En cette Journée nationale de l’enseignement célébrée ce 30 avril 2025, un constat amer s’impose : le système éducatif congolais traverse une crise systémique. Alors que le pays commémore théoriquement l’engagement des enseignants, la synergie des syndicats du secteur dresse un bilan accablant. Entre salaires impayés, disparités criantes et conditions de travail indignes, comment expliquer qu’une profession si vitale soit traitée avec autant de désinvolture ?
La situation la plus alarmante concerne les enseignants des zones de conflit. Jean Bosco Puna, secrétaire général du SYNECTAT, révèle une réalité choquante : « Depuis janvier 2025, ces héros de l’ombre n’ont reçu ni salaire ni prime, alors qu’ils continuent à assurer les cours dans des conditions inhumaines ». Une situation qui pose une question cruciale : comment maintenir la qualité de l’éducation dans des régions où les enseignants luttent pour leur survie ?
Le malaise dépasse les seules zones en guerre. La synergie syndicale pointe du doigt un système de rémunération « injuste et archaïque ». Entre les disparités salariales Nord-Kivu/Kinshasa, les primes fantômes et le non-alignement des statuts NP/NU, les inégalités créent un climat délétère. Un professeur de mathématiques à Goma témoigne sous anonymat : « Mon collègue de la capitale gagne trois fois mon salaire pour le même travail. Comment voulez-vous que nous restions motivés ? ».
La réforme promise du système de rémunération traîne dangereusement.

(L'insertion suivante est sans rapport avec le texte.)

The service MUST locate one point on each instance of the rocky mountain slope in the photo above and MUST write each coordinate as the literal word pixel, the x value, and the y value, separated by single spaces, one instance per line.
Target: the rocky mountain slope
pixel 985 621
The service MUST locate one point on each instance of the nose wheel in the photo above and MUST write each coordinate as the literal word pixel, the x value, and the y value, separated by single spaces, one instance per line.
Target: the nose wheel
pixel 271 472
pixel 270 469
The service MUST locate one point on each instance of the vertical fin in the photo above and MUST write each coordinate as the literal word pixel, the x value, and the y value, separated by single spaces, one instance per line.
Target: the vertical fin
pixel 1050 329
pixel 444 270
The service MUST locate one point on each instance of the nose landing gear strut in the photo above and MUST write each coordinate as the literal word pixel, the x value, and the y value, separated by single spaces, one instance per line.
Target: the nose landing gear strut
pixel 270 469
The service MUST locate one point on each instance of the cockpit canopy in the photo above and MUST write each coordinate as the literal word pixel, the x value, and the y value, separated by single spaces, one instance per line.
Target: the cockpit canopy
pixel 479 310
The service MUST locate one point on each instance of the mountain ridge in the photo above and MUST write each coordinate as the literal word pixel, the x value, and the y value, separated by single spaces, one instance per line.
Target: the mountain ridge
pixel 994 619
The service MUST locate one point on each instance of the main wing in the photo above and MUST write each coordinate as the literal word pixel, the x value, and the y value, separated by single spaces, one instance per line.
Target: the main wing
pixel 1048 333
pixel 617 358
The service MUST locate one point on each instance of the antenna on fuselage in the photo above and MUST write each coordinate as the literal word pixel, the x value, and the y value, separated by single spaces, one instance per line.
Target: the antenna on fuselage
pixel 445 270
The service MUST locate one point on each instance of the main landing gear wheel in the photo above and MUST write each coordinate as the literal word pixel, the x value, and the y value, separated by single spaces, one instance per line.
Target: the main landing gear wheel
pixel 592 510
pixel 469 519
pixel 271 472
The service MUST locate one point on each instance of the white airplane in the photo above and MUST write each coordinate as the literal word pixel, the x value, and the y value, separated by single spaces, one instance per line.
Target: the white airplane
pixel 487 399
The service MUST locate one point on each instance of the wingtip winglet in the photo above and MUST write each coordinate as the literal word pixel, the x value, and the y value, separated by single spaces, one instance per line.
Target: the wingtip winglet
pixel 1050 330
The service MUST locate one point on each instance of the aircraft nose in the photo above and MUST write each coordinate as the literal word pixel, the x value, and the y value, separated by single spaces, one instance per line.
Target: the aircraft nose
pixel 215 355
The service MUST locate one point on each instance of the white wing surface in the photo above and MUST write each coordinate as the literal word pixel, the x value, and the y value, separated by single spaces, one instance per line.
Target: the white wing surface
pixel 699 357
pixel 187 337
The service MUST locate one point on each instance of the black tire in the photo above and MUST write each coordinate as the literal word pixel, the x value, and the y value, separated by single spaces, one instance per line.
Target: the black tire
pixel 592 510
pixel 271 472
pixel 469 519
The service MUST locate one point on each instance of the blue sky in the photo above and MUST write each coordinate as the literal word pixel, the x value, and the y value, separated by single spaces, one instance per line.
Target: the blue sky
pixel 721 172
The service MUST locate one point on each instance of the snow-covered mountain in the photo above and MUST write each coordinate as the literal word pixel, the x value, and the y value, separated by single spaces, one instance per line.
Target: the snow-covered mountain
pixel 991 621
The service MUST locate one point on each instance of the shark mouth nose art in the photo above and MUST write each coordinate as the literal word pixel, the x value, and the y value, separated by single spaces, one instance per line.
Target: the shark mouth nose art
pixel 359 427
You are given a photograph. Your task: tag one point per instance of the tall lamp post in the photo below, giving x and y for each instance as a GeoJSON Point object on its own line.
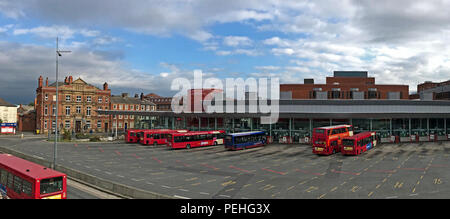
{"type": "Point", "coordinates": [58, 54]}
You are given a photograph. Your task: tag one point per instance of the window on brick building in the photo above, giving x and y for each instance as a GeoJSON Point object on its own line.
{"type": "Point", "coordinates": [67, 110]}
{"type": "Point", "coordinates": [88, 111]}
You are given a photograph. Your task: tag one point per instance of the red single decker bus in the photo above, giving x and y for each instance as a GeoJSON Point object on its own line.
{"type": "Point", "coordinates": [22, 179]}
{"type": "Point", "coordinates": [132, 135]}
{"type": "Point", "coordinates": [195, 139]}
{"type": "Point", "coordinates": [327, 140]}
{"type": "Point", "coordinates": [157, 136]}
{"type": "Point", "coordinates": [359, 143]}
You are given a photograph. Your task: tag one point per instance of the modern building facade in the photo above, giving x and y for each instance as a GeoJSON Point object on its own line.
{"type": "Point", "coordinates": [345, 85]}
{"type": "Point", "coordinates": [162, 103]}
{"type": "Point", "coordinates": [432, 91]}
{"type": "Point", "coordinates": [77, 105]}
{"type": "Point", "coordinates": [393, 120]}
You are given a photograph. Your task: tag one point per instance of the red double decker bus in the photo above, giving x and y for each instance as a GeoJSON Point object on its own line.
{"type": "Point", "coordinates": [359, 143]}
{"type": "Point", "coordinates": [195, 139]}
{"type": "Point", "coordinates": [132, 135]}
{"type": "Point", "coordinates": [327, 140]}
{"type": "Point", "coordinates": [22, 179]}
{"type": "Point", "coordinates": [157, 136]}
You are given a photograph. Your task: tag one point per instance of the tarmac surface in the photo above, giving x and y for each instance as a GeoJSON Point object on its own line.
{"type": "Point", "coordinates": [407, 170]}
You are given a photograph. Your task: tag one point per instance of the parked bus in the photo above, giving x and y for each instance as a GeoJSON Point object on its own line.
{"type": "Point", "coordinates": [157, 136]}
{"type": "Point", "coordinates": [22, 179]}
{"type": "Point", "coordinates": [359, 143]}
{"type": "Point", "coordinates": [195, 139]}
{"type": "Point", "coordinates": [132, 135]}
{"type": "Point", "coordinates": [327, 140]}
{"type": "Point", "coordinates": [239, 141]}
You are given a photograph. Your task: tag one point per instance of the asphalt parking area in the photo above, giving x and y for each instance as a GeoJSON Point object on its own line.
{"type": "Point", "coordinates": [412, 170]}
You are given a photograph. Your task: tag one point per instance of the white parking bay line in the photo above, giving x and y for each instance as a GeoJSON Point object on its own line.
{"type": "Point", "coordinates": [180, 197]}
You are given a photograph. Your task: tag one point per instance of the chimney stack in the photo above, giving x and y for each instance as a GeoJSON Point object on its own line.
{"type": "Point", "coordinates": [40, 80]}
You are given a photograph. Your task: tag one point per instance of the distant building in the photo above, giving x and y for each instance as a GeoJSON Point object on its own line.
{"type": "Point", "coordinates": [432, 91]}
{"type": "Point", "coordinates": [8, 112]}
{"type": "Point", "coordinates": [344, 85]}
{"type": "Point", "coordinates": [78, 102]}
{"type": "Point", "coordinates": [26, 118]}
{"type": "Point", "coordinates": [162, 103]}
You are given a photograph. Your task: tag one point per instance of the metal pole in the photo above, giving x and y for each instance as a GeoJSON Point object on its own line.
{"type": "Point", "coordinates": [56, 125]}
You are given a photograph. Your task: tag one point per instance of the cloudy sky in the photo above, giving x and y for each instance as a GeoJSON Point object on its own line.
{"type": "Point", "coordinates": [142, 45]}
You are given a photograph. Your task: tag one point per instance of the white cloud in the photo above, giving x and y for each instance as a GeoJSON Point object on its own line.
{"type": "Point", "coordinates": [64, 32]}
{"type": "Point", "coordinates": [235, 41]}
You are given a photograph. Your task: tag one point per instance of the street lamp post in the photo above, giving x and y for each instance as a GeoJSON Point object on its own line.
{"type": "Point", "coordinates": [58, 54]}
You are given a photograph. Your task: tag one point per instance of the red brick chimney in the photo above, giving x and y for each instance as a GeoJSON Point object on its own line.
{"type": "Point", "coordinates": [40, 80]}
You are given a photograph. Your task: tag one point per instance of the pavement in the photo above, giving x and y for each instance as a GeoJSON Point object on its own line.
{"type": "Point", "coordinates": [407, 170]}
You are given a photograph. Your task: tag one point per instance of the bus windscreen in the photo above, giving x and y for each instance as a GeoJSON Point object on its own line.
{"type": "Point", "coordinates": [51, 185]}
{"type": "Point", "coordinates": [348, 142]}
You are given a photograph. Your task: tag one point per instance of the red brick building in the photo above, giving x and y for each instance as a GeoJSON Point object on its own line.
{"type": "Point", "coordinates": [126, 103]}
{"type": "Point", "coordinates": [432, 91]}
{"type": "Point", "coordinates": [26, 119]}
{"type": "Point", "coordinates": [78, 102]}
{"type": "Point", "coordinates": [344, 85]}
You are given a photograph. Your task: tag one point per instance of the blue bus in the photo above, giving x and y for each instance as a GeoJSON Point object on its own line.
{"type": "Point", "coordinates": [243, 140]}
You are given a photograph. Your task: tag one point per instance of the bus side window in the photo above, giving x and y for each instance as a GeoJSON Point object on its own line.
{"type": "Point", "coordinates": [17, 184]}
{"type": "Point", "coordinates": [26, 187]}
{"type": "Point", "coordinates": [3, 177]}
{"type": "Point", "coordinates": [10, 181]}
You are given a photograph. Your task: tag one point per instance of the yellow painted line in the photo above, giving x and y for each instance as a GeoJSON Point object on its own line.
{"type": "Point", "coordinates": [191, 179]}
{"type": "Point", "coordinates": [228, 183]}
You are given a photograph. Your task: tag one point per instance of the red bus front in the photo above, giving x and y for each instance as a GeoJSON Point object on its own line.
{"type": "Point", "coordinates": [319, 140]}
{"type": "Point", "coordinates": [22, 179]}
{"type": "Point", "coordinates": [52, 188]}
{"type": "Point", "coordinates": [193, 139]}
{"type": "Point", "coordinates": [349, 146]}
{"type": "Point", "coordinates": [132, 136]}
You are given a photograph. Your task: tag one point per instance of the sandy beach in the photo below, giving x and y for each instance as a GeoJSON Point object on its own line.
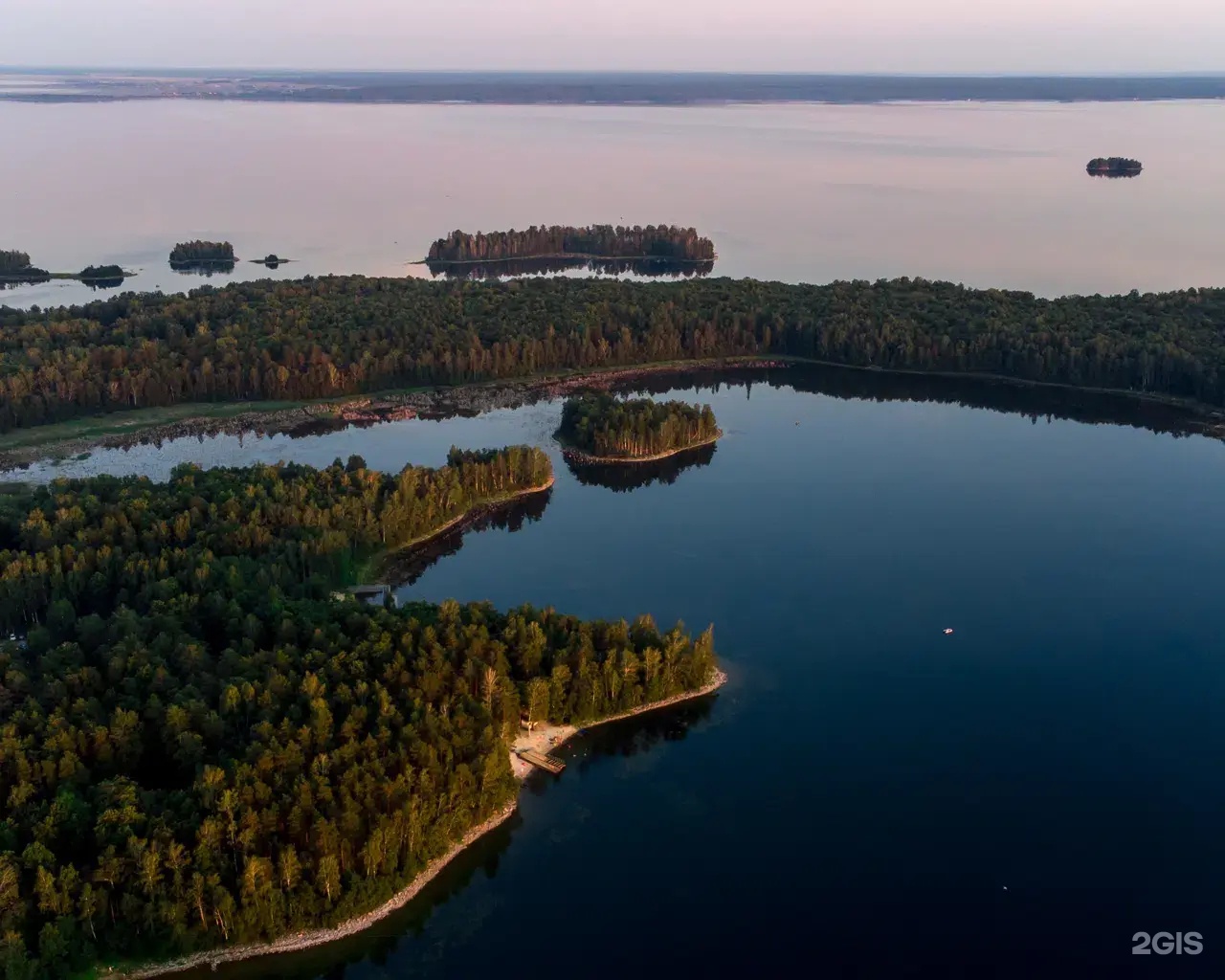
{"type": "Point", "coordinates": [546, 738]}
{"type": "Point", "coordinates": [543, 739]}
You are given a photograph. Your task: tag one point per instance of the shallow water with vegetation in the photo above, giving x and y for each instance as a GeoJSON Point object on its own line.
{"type": "Point", "coordinates": [1032, 789]}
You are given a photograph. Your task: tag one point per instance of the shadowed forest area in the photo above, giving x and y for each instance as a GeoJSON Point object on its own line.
{"type": "Point", "coordinates": [199, 746]}
{"type": "Point", "coordinates": [336, 336]}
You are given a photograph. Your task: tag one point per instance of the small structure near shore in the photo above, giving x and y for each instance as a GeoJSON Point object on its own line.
{"type": "Point", "coordinates": [374, 594]}
{"type": "Point", "coordinates": [542, 761]}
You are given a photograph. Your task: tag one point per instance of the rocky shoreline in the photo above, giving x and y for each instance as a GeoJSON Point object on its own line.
{"type": "Point", "coordinates": [306, 940]}
{"type": "Point", "coordinates": [320, 936]}
{"type": "Point", "coordinates": [438, 403]}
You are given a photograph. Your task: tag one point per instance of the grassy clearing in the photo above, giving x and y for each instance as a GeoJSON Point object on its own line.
{"type": "Point", "coordinates": [121, 423]}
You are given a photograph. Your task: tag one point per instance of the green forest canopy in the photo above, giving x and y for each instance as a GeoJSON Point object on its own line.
{"type": "Point", "coordinates": [598, 240]}
{"type": "Point", "coordinates": [335, 336]}
{"type": "Point", "coordinates": [199, 747]}
{"type": "Point", "coordinates": [600, 425]}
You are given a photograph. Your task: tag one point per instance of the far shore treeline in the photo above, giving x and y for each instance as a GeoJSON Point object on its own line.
{"type": "Point", "coordinates": [201, 747]}
{"type": "Point", "coordinates": [602, 427]}
{"type": "Point", "coordinates": [15, 267]}
{"type": "Point", "coordinates": [337, 336]}
{"type": "Point", "coordinates": [597, 240]}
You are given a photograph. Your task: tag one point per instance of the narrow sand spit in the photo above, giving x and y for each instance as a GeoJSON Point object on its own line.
{"type": "Point", "coordinates": [543, 739]}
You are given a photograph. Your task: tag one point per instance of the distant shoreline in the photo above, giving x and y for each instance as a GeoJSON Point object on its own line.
{"type": "Point", "coordinates": [307, 940]}
{"type": "Point", "coordinates": [664, 90]}
{"type": "Point", "coordinates": [560, 257]}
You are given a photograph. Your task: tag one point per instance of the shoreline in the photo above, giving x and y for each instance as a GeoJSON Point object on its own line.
{"type": "Point", "coordinates": [323, 936]}
{"type": "Point", "coordinates": [237, 418]}
{"type": "Point", "coordinates": [311, 939]}
{"type": "Point", "coordinates": [473, 513]}
{"type": "Point", "coordinates": [430, 402]}
{"type": "Point", "coordinates": [563, 256]}
{"type": "Point", "coordinates": [546, 738]}
{"type": "Point", "coordinates": [583, 458]}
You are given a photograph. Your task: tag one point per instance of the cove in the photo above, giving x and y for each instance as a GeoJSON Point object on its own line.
{"type": "Point", "coordinates": [865, 788]}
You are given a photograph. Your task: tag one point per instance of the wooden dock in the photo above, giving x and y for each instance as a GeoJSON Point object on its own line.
{"type": "Point", "coordinates": [542, 761]}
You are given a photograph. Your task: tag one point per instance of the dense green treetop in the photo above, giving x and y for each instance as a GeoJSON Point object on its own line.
{"type": "Point", "coordinates": [602, 240]}
{"type": "Point", "coordinates": [201, 252]}
{"type": "Point", "coordinates": [313, 338]}
{"type": "Point", "coordinates": [199, 746]}
{"type": "Point", "coordinates": [600, 425]}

Les syndicats dénoncent la non-convocation des commissions techniques chargées d’élaborer un modèle plus équitable. Pourtant, l’enjeu est capital : selon une étude de la Banque mondiale, un système éducatif performant pourrait booster le PIB congolais de 2% annuellement. Mais comment y parvenir sans résoudre d’abord la crise de confiance entre enseignants et État ?
Les prochaines épreuves certificatives s’annoncent sous haute tension. Les syndicats exigent le rétablissement des prérogatives de l’Inspection générale et le paiement des arriérés de primes. Un inspecteur provincial lance un cri d’alarme : « Sans moyens, comment garantir l’intégrité des examens ? Nous risquons une génération sacrifiée ». La question de la MESP (Masse salariale État-Province) complique davantage ce tableau déjà sombre.
Symbolique amère : cette journée nationale n’a pu être célébrée dans l’Est du pays en raison des conflits armés. Un paradoxe cruel pour ces régions où l’école reste le dernier rempart contre l’enrôlement des enfants par les milices. Les dernières statistiques du ministère sont éloquentes : 12% des écoles fermées au Nord-Kivu, 30 000 enseignants affectés par la crise.
Face à cette urgence nationale, les syndicats lancent un ultimatum au gouvernement : régularisation des salaires avant les évaluations de fin d’année, réforme immédiate du statut des enseignants et résolution de la quadrature MESP. Le compte à rebours est enclenché. La crédibilité du système éducatif – et à travers lui, l’avenir de millions de jeunes Congolais – se joue dans les prochaines semaines.